Nach der Ausschaltung der anderen setzte der "Islamische Staat" seine eigene Verwaltung ein, führte seine Version der Scharia ein – mit strengen religiösen Regeln für alle Bewohner, die von einer Religionspolizei durchgesetzt werden – und ging mit großer Härte gegen jeden Dissens vor. Alawiten wurden allein wegen ihrer Zugehörigkeit zu dieser gnostischen Sekte des Islam öffentlich hingerichtet.

Das ist aber nur eine Seite: Raqqa wurde auch zur Hauptstadt einer gelebten Utopie. Nicht nur Kämpfer zieht es dort hin. Man muss davon ausgehen, dass, wie in Mossul im Irak, ein Teil der Bevölkerung das IS-Regime zumindest akzeptiert. Raqqa hat funktionierende administrative Institutionen und Infrastruktur.

Die IS-Propagandisten, die ja seit 2014 auch eine eigene Zeitschrift, "Dabiq", herausgeben, locken radikalisierte jugendliche Sinnsucher aus aller Welt in ihren "islamischen Staat", der nach den authentischen Regeln aus der angeblich goldenen Zeit des Islam funktionieren soll. Die Propaganda richtet sich auch immer wieder gezielt an junge Frauen, die als Ehefrauen und Strukturerhalterinnen dienen müssen.

Dabiq ist ein Ort in Nordsyrien, wo sich nach einer Überlieferung die christliche und die islamische Armee im apokalyptischen Endkampf gegenüberstehen werden.

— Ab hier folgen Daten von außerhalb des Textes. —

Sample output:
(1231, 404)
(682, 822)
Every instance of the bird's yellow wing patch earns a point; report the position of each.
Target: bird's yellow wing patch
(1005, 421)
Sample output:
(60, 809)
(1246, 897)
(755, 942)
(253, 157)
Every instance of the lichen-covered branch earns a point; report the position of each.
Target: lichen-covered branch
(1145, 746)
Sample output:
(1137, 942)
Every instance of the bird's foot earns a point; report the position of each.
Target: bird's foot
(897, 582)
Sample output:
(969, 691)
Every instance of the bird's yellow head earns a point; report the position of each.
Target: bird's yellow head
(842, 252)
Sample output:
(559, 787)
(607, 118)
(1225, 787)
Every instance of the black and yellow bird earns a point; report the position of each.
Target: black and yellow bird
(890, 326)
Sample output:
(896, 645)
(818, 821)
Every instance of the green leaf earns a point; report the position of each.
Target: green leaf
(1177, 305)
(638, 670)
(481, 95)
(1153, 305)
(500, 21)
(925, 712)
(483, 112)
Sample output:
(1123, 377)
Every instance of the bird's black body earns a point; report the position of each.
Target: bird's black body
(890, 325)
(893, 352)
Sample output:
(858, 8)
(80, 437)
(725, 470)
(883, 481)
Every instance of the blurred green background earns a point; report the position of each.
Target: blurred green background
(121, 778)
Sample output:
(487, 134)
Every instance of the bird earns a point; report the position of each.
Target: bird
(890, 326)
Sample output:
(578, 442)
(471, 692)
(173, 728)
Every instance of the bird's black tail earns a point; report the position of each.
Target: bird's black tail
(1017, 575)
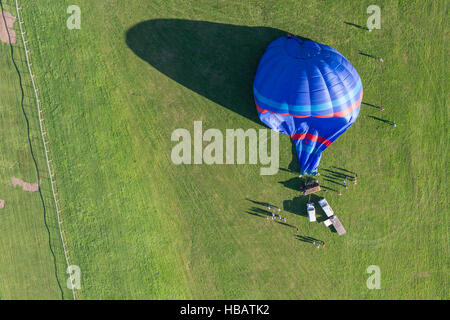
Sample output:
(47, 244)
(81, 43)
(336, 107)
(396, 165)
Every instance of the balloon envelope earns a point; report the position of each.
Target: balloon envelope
(308, 91)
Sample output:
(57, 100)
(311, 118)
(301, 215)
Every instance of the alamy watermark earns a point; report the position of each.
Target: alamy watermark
(228, 148)
(374, 281)
(374, 20)
(74, 279)
(74, 21)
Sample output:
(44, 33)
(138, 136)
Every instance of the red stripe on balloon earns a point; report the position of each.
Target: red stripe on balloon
(342, 113)
(311, 137)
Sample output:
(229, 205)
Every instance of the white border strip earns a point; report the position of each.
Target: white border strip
(43, 140)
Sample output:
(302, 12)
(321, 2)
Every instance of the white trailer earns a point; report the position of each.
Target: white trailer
(311, 211)
(326, 207)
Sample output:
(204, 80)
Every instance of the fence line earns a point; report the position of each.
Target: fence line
(41, 119)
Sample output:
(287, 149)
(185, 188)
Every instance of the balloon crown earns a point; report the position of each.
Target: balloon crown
(301, 48)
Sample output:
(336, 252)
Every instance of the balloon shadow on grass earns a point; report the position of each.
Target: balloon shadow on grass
(217, 61)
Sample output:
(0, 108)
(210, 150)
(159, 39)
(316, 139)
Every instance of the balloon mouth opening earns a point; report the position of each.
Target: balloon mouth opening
(301, 49)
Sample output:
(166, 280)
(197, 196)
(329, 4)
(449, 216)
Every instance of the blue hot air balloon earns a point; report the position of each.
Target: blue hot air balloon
(308, 91)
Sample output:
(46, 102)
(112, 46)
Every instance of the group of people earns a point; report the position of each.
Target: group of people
(345, 183)
(274, 216)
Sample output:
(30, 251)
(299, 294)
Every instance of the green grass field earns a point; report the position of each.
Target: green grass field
(141, 227)
(32, 263)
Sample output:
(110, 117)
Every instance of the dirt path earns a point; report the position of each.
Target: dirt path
(30, 187)
(3, 31)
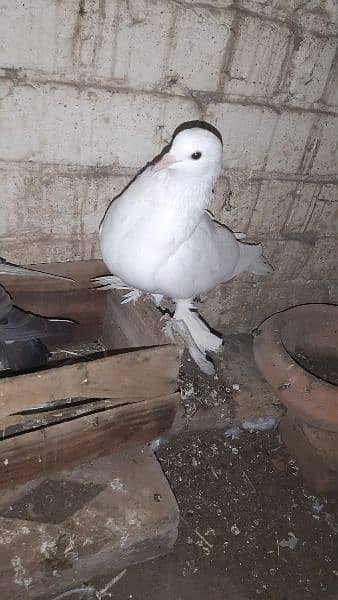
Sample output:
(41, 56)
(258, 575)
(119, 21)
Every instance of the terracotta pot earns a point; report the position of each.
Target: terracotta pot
(308, 335)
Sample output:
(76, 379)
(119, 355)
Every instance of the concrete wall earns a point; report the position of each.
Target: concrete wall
(92, 89)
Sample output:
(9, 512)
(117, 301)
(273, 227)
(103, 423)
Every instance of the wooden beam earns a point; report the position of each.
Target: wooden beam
(39, 453)
(145, 373)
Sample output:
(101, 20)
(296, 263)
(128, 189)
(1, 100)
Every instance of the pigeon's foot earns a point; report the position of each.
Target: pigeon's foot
(179, 327)
(132, 296)
(109, 282)
(156, 298)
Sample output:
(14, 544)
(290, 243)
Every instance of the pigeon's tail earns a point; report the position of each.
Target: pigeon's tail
(252, 260)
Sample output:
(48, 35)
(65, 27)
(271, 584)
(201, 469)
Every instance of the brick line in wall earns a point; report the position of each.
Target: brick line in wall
(32, 79)
(102, 171)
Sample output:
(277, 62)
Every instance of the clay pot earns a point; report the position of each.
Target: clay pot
(297, 352)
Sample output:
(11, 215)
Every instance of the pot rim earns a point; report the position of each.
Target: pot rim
(313, 399)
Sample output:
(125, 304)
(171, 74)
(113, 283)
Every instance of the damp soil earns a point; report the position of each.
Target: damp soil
(249, 528)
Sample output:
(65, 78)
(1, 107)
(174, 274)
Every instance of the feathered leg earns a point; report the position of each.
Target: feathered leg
(204, 339)
(112, 282)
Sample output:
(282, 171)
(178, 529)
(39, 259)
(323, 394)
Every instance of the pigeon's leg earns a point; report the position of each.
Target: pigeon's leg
(174, 326)
(204, 339)
(156, 298)
(109, 282)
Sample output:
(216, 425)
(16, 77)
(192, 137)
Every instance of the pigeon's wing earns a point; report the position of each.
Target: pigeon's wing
(207, 258)
(7, 268)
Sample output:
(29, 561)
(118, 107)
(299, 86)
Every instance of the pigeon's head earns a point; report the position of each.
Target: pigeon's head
(194, 152)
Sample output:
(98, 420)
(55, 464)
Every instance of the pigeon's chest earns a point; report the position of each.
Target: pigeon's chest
(135, 247)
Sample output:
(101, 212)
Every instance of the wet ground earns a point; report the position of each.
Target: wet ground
(249, 528)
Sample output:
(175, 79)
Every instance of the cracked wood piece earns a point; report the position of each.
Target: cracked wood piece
(145, 373)
(39, 453)
(90, 534)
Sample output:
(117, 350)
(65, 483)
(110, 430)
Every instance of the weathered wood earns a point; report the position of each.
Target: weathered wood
(28, 422)
(98, 312)
(39, 453)
(107, 519)
(143, 373)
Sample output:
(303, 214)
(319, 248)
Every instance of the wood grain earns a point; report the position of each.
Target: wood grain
(39, 453)
(145, 373)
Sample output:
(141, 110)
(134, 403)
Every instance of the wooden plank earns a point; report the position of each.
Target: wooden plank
(143, 373)
(61, 298)
(107, 519)
(81, 271)
(98, 312)
(41, 452)
(20, 424)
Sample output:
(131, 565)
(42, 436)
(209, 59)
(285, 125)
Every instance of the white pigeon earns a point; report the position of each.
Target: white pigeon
(158, 238)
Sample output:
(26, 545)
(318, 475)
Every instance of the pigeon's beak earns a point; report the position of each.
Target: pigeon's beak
(166, 161)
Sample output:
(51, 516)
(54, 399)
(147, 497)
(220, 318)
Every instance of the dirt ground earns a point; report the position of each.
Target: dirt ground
(249, 528)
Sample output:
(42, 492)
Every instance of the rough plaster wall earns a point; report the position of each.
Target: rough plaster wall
(92, 89)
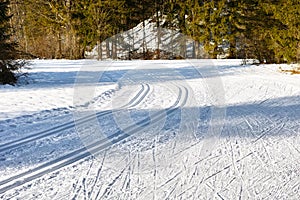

Bis dahin sind, geht es nach dem IS, wohl schon alle Schiiten ausgerottet: Raqqa hat eine gewisse schiitische Tradition, denn gleich zwei von der Schia hochverehrte Zeitgenossen des Propheten Mohammed sind dort begraben – beziehungsweise waren, denn ihre Schreine sind heute zerstört. Für die radikalsalafistischen IS-Jihadisten ist nicht nur ein schiitisches Grab, sondern überhaupt alles, was verehrt werden und vom Monotheismus ablenken könnte, zerstörenswürdig.

Religiöse Minderheiten

In Raqqa, das um 800 ein paar Jahre lang Residenzstadt des Abbasiden-Kalifen Harun al-Rashid war, lebten auch Christen, die heute vertrieben sind. Wie in Mossul zerstörte oder beschlagnahmte der IS christliche Gebäude. Als 2011 in Syrien Proteste gegen das Assad-Regime ausbrachen, blieb es in Raqqa lange relativ ruhig, noch 2012 besuchte Bashar al-Assad die Stadt. (Gudrun Harrer, 17.11.2015)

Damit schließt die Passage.